The new church, situated near Budapest, was built in a residential area of the village of Páty, which was built during socialism and remained relatively underdeveloped. The elliptical building for holding mass embodies constancy in a heterogeneous and poor environment. The design includes more than just religious functions: the liturgical space is surrounded by communal and educational rooms, an event space, guest rooms, a parish lodging, offices, and service rooms, which are arranged in a unified floor plan that also incorporates the garden. The future adaptability of the building is strengthened by the fact that it serves the full spectrum of local community life. Thus, the church has become a venue for concerts, exhibitions, and children's events, and the garden, protected from the north wind, has become one for hospitality and leisure activities.
The church space is properly arranged for gatherings and liturgy and is specifically designed to serve the act of worship.

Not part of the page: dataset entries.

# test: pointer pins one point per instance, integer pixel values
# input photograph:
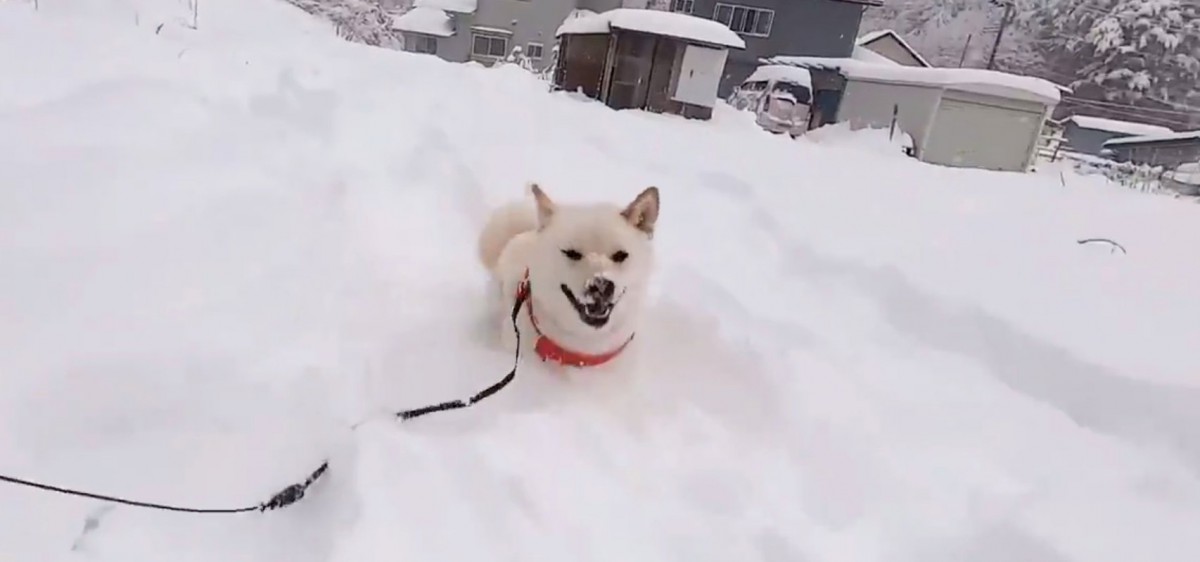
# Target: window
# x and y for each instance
(684, 6)
(425, 43)
(745, 21)
(489, 46)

The design of the church space - the inner core of the building - was designed to respond to the changes in the liturgy that have taken place in recent decades. Thus, the building can be regarded as part of an experiment by contemporary religious architecture to create a kind of church model in which the emphasis has shifted towards the active participation of the community. The result is a spatial organization converging towards a centre with the main nave losing its focus and appearing as a church garden, while the liturgical space actually evokes the sanctuary closed by an apse typical of a Baroque church. The traditions of historical church architecture appear in a new formulation: the broken angle of the garden and the church space, that is, of the axes of the main nave and the sanctuary, is a symbol known since the Middle Ages, and a metaphor for the broken body.

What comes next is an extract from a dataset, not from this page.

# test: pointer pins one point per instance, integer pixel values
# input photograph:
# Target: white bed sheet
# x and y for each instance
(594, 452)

The most prominent element of the church space is the green stone block of the altar. The proximity of the altar, the natural light illuminating the centre, and the feeling of homeliness inspire attunement and awe. Regarding construction technology, the most complex part of the building is the reinforced concrete dome, in which the atmosphere of the space is created by diffused and directed lights, emphasizing accents according to the sacral functions. The sculpture-like apse of the church is, in fact, a translational surface symmetrical with the central axis, resulting from a row of identical arcs situated along a given spatial curve. The so-called generated surface created using the description curve (generator) and control curve (directrix) applied in industrial machine-building technology made economic planning and implementation possible at an optimal cost for the construction of the structure.
The emergence of contemporary architecture also has a long-term positive impact on the built environment. It is an important message that high-quality architecture can be implemented within the framework of a community-based organization, without professional management and regardless of the given economic background.